Today, I understand the King to be the Mother/Father God, Black Madonna, Black Mater, Dark Matter, Dark Energy, Divine Love, Black Mystery, Creator God who knows me and who loves me personally and unconditionally. God who is Divine Love loves each of us as its child. This is the source of our royalty, the source of our human worth. We are all connected through the breath, through Divine Love, and I suppose it was this connection that caused your interview to resonate with me to the extent that I wanted to write you this letter.

I think you may have been suffering from post-partum depression. I know that I suffered from it before I knew there was a name for what I was feeling. After the births of my children, I questioned myself and questioned whether there was any point at all to human existence in general and to my own existence in particular. Each time I descended to this depth of depression, my baby would cry, and since I do not believe that one ought to allow an infant to cry, I came out of myself to see to the needs of the child. Then, when the baby slept, I would meditate. And breathe.
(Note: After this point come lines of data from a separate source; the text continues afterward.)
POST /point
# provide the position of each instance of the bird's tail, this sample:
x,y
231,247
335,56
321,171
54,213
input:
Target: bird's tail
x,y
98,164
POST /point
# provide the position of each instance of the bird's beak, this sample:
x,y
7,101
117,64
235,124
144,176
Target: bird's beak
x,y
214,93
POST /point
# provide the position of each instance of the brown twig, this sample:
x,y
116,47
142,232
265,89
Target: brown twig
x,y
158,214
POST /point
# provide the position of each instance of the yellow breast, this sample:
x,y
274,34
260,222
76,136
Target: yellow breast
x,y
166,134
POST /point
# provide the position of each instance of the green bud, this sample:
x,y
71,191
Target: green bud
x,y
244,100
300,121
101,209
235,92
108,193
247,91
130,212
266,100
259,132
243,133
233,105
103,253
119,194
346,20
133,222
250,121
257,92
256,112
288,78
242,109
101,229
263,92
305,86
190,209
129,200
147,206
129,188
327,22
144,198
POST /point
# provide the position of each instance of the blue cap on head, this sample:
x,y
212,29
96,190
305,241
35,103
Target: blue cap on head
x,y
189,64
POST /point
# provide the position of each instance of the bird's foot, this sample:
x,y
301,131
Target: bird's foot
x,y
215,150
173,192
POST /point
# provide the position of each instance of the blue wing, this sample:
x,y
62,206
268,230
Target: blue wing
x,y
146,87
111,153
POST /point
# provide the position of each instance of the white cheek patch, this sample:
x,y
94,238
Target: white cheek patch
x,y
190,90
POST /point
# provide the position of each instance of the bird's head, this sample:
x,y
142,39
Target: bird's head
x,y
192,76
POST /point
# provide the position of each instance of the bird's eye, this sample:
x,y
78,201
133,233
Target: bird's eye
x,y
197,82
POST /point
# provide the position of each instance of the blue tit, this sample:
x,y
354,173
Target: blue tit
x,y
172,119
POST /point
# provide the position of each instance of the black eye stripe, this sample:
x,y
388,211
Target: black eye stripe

One day, sitting quietly behind my closed eyes in blessed darkness, I heard God Almighty, God the mater, God the Mother, God the Holy Spirit sing to me in the voice of Jean Carn singing a song written by Wayne Shorter “Infant Eyes.” (I commend the entire album to you: Infant Eyes by Doug Carn)

“Little girl, you must try to be strong,

For being strong is the one thing in the whole world that will save you.”

I knew, again from Sunday School, that the joy of the LORD is my strength. This LORD in all caps is the God of Being, of Is-ness, the God that is the I AM, the God that is the I Will BE WHO I WILL BE. This wisdom comes from the command to celebrate life with a feast. (Nehemiah 8:10)

This is consistent with my own thinking, a womanist ethics of commensality. It is a mode of thought that says the ethical goals of life are sustenance and joy represented by the symbolic elements of bread (sustenance) and wine (joy). I know you understand this because in your interview you told Tom Bradby that life ought to be more than existence, that one ought to thrive. This is correct. Life is about sustenance and joy. It is also about radical gratitude.

However, I want to pass to you the wisdom my mother gave to me when she told me not to put my joy in the hands of any human being. If you do, you will be “most miserable.” People will disappoint us. They will misunderstand us. They will leave us. They will die. This is true even for people who love us. Our joy must come from what we ourselves have the power to do. We have the power to give love, and we have the power of radical gratitude. Give thanks even in the midst of your tears, knowing that Transcendence/Immanence, Divine Love, in whatever way you understand your relationship to this, whether or not you consider it holy, is with you, and within you. You are not alone. I say again that our tears are another way to pray, to communicate with an ineffable Being.

Finally, I say: when times are hard listen to Nina Simone, the high priestess of soul, sing anything. She sings a song that brings together two songs: “Ain’t Got No” and “I Got Life”. (The Essential Nina Simone) This will pull you out of the doldrums and back to radical gratitude. Then, listen to her rendition of “My Way” on The Essential Nina Simone: Vol. 2. Turn the sound up as loud as it will go. Then, dance. Dance into the world to face it with the power of radical gratitude.

I wish nothing but the best for you and for your family. I trust you and yours will have a blessed holiday season both in the Unites States and in the United Kingdom.